Session II

Art & Design Interventionism and Long-term Participation: an Uneasy Relation?

Chairs: Liesbeth Huybrechts (University Hasselt) & Pablo Calderón Salazar (LUCA KU Leuven)

This track inquires how interventions can contribute to long-term participatory processes that address public space and public issues. Design and art interventions in public space are often driven by a wish to reclaim the common right to it and regularly use a ‘hit-and-run tactic’ (Gielen, 2013; Markussen, 2013). Besides art and design, other contexts (such as applied psychology) often use the concept of ‘intervention’ to refer to processes of acting upon and improving a perceived critical situation. Most definitions of interventions entail a traditional autonomous model, in which one person or a selected group of people decide whether a situation asks for a certain action with which they – unannounced, unadvertised and not commissioned – enter into a context (Markussen, 2013). Other approaches make use of the concept of intravention, with a special focus on the ‘intra-‘ to avoid creating a rupture in the context by initiating the actions from within (Altés & Lieberman, 2013). The nature of interventions, thus seems to be in contrast with the more horizontal approaches of participatory processes. Despite this apparent contradiction, interventions are frequently used by artists and designers in durational practices (O’Neill & Doherty, 2010). Interventionist approaches in specific (local) settings have the potential to democratize innovation by opening up spaces for inquiry and possibilities, rather than giving answers and solutions (Björgvinsson, Ehn & Hillgren, 2010).

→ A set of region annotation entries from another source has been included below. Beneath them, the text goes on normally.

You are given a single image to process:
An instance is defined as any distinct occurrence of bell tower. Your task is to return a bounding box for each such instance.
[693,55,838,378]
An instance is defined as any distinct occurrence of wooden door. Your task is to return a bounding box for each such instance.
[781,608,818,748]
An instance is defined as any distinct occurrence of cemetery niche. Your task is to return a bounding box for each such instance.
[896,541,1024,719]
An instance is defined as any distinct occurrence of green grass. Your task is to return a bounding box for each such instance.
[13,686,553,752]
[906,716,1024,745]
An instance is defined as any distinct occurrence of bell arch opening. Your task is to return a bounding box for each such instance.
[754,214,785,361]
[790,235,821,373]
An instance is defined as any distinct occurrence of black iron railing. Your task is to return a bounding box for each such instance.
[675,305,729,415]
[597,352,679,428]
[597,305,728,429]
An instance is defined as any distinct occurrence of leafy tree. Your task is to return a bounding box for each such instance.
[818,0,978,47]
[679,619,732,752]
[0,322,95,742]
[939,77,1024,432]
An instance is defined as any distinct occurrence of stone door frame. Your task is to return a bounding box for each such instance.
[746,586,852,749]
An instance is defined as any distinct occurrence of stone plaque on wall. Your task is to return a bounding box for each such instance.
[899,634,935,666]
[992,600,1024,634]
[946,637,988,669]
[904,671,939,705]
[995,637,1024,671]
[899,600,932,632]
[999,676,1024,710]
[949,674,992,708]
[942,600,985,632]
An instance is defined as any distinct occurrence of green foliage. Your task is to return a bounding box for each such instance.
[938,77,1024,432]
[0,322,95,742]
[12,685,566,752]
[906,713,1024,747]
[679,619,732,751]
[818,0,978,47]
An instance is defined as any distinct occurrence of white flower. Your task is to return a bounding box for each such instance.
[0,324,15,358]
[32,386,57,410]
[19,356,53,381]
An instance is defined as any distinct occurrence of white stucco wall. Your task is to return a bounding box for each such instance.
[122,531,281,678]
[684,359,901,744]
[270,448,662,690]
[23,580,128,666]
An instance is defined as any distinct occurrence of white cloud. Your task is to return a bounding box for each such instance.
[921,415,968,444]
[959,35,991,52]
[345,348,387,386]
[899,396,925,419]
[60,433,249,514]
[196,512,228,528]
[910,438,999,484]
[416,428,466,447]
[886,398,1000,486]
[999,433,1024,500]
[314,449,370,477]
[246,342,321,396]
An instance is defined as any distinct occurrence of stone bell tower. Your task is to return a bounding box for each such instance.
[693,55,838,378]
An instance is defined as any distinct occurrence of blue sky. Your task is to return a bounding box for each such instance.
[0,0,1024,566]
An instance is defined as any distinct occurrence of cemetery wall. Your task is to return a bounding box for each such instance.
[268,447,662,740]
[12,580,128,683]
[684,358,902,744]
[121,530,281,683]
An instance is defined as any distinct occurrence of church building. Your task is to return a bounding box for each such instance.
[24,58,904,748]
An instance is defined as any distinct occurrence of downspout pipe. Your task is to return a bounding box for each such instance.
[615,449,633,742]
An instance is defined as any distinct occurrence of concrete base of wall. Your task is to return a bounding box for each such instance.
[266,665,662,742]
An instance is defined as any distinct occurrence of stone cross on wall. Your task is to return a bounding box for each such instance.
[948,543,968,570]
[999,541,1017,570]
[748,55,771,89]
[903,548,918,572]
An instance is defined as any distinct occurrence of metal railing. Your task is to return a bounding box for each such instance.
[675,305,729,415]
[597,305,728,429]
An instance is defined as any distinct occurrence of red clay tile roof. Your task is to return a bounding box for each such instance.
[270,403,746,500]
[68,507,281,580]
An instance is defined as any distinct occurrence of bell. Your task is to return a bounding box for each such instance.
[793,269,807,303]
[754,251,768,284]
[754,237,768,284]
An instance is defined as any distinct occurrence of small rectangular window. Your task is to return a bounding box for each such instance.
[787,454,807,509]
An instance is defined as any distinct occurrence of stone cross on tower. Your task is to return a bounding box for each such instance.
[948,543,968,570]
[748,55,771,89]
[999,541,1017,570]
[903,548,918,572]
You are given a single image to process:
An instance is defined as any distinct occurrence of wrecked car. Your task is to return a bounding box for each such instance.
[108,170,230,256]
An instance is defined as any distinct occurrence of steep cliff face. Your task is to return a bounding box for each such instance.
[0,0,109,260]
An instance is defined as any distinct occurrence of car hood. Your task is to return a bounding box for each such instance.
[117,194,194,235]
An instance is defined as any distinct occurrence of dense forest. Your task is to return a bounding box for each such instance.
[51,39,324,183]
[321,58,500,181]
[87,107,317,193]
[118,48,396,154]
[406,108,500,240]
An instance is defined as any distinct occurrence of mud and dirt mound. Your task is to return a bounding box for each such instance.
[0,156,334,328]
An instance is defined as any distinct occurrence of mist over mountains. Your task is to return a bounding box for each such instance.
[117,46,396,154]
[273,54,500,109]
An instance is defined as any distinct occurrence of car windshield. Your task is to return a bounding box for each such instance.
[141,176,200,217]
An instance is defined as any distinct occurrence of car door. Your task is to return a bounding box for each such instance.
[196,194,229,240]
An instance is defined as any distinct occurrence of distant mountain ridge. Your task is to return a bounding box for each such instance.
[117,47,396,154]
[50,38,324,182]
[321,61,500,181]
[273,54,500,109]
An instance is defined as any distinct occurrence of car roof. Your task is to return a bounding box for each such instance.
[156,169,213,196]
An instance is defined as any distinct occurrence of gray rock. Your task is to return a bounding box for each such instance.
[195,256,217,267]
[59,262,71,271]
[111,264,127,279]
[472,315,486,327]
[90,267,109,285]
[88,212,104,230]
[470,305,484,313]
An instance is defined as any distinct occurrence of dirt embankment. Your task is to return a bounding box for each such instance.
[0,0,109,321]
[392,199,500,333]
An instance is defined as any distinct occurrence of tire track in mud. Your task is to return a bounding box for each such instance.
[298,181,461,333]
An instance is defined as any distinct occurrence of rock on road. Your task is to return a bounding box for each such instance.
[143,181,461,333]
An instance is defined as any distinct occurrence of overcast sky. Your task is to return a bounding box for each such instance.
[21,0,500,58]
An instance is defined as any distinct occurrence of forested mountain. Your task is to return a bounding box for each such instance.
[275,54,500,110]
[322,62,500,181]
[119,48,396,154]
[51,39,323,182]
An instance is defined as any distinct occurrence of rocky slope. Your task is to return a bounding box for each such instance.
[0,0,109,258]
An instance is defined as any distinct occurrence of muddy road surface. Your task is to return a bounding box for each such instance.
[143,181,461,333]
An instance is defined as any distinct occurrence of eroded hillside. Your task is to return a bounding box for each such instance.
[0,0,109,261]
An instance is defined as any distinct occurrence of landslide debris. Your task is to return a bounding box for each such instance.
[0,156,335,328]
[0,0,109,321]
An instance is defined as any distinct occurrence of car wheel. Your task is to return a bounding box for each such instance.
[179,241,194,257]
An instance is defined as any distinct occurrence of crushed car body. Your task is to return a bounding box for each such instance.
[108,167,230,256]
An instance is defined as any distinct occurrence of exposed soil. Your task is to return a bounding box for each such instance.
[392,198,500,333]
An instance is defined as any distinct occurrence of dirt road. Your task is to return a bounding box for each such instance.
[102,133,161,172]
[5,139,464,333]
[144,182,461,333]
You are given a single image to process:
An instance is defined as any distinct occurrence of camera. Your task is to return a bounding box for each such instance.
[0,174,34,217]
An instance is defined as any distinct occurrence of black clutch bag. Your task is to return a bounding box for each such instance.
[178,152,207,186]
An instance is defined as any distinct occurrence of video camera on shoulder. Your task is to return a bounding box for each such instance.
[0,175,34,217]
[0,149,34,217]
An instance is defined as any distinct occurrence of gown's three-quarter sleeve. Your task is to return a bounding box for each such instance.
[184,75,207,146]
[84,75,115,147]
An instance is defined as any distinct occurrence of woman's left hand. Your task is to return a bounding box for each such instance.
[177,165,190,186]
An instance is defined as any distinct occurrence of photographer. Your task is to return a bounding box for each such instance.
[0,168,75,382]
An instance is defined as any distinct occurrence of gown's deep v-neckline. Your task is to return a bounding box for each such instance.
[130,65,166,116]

We want to explore different ways in which interventions contribute to these processes of democratisation of innovation (in public space) and address issues of public interest.

We welcome contributions that address:

–        Historical perspectives on art and design interventions

–        The participatory nature of art and design interventions

–        The relations between interventions and time

–        Interventions from within (intraventions)

–        The role of interventions in democratising innovation and public space

–        Ethical implications of interventions

We invite authors to submit papers presenting (critical/reflective) positions in relation to one or more of the above-mentioned topics. We encourage the use of fieldwork and case studies to enrich the discussion on the questions.


Altés Arlandis, A., & Lieberman, O. (2013). Intravention, durations, effects: notes of expansive sites and relational architectures.
Björgvinsson, E., Ehn, P., & Hillgren, P. A. (2010, November). Participatory design and democratizing innovation. In Proceedings of the 11th Biennial Participatory Design Conference (pp. 41-50). ACM.
Gielen, P. (2013). Artistic Praxis and the Neoliberalization of the Educational Space. The Journal of Aesthetic Education, 47(1), 58-71.
Markussen, T. (2013). The disruptive aesthetics of design activism: enacting design between art and politics. Design Issues, 29(1), 38-50.
O’Neill, P., & Doherty, C. (Eds.) (2011). Locating the Producers: Durational Approaches to Public Art. Antennae Series 4. Amsterdam: Valiz.